In a statement signed by Hakeem Bello, his special adviser on communications, Fashola noted that in the last three years, most, if not all, contractors have not received money for work done.

“The first time most contractors received any payment from government for over 3 years was in June and July this year when the ministry of works paid out N73 billion to some contractors to return to work and re-engage workers who had been laid off,” he said.

This, he lamented, was at the time that our economy was supposedly being coordinated, and when Nigeria was earning more money from crude oil sales.

“Instead of budgeting to fund roads, we are now seeing where the money went. Only N18 billion was budgeted for all federal roads in Nigeria in 2015,” Fashola decried.

He contended that most of the nation’s roads and bridges have not benefitted from routine maintenance for decades and had been deteriorating progressively over the years, and at the time when the country was getting richer and selling oil for $100 per barrel of oil.
According to him, “the roads went bad at the time our government said it preferred infrastructure of the stomach to real infrastructure.”

Fashola also assured that very soon, we will pay some more money as soon as our accounts are credited with the second-quarter release.

The essence, he explained, is that transport infrastructure, such as roads are a fundamental requirement for developing our tourism economy because tourism is about destinations, and if people have difficulty getting to destinations, or it is impossible to do so safely, then tourism will struggle.

Speaking further, the minister expressed that it is not only tourism that will struggle, the larger economy will also struggle to grow with a poor transport infrastructure, as cost of goods and services will rise and will be passed on to  consumers.
“Quite apart from this, human and national integration will be affected if we cannot travel, interact and integrate. We will grow apart instead of growing closer,” he observed.

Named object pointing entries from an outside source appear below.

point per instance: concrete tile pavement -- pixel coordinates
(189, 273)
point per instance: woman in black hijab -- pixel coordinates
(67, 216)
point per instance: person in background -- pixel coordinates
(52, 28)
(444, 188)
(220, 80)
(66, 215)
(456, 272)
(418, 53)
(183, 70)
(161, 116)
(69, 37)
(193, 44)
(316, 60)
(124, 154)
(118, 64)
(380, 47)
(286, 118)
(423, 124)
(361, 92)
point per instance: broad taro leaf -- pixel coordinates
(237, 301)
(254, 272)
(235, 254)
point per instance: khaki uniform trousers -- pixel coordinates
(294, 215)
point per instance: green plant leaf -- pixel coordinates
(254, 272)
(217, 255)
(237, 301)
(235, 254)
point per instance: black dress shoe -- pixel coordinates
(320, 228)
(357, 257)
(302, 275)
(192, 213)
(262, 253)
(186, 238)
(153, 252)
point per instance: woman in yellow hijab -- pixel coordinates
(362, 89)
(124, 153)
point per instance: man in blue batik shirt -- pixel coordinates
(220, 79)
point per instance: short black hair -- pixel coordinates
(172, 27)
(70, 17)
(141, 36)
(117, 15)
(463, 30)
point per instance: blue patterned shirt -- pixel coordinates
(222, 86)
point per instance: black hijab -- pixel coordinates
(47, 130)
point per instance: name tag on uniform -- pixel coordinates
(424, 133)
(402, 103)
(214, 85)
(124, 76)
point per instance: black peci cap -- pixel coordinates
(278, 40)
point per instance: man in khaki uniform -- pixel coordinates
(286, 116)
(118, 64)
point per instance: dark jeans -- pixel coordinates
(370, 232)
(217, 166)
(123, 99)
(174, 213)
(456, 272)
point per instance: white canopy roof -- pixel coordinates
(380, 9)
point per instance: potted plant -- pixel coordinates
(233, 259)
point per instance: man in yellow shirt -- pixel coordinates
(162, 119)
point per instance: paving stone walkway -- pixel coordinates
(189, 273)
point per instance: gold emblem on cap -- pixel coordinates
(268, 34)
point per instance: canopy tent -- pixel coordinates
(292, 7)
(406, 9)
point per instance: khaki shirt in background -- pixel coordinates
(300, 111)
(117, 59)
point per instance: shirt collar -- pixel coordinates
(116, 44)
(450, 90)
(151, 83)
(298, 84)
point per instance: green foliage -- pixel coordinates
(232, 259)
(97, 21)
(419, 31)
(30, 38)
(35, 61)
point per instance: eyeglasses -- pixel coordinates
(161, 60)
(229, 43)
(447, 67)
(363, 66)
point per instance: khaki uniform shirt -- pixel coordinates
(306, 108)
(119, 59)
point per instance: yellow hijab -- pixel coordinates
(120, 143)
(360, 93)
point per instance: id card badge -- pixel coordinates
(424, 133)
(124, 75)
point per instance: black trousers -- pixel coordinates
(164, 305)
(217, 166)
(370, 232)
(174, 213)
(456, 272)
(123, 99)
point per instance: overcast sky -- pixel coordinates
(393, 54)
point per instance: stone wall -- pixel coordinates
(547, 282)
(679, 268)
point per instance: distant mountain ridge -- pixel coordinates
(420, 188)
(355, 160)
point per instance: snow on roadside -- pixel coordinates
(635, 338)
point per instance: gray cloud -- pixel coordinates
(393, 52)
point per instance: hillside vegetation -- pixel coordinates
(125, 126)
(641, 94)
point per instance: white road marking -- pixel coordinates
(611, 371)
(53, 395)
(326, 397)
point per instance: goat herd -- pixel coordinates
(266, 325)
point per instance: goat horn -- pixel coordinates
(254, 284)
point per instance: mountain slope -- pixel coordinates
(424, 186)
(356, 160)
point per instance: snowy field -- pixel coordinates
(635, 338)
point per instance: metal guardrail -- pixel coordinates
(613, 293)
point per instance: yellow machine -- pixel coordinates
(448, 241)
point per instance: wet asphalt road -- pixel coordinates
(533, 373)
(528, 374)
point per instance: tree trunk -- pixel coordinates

Fashola also mentioned that Nigeria stands a grave risk of also losing its history if her children cannot travel from Oyo to Kano, or from Katsina to Obudu, and many other beautiful parts of the country.
“This is how important our work is when we set out to build road and bridge. We are actually building the bonds of connectivity of the Nigerian family, we are building relationships that bind us by trade, knowledge and a shared history that leads to understanding and peaceful co-existence,” he concluded.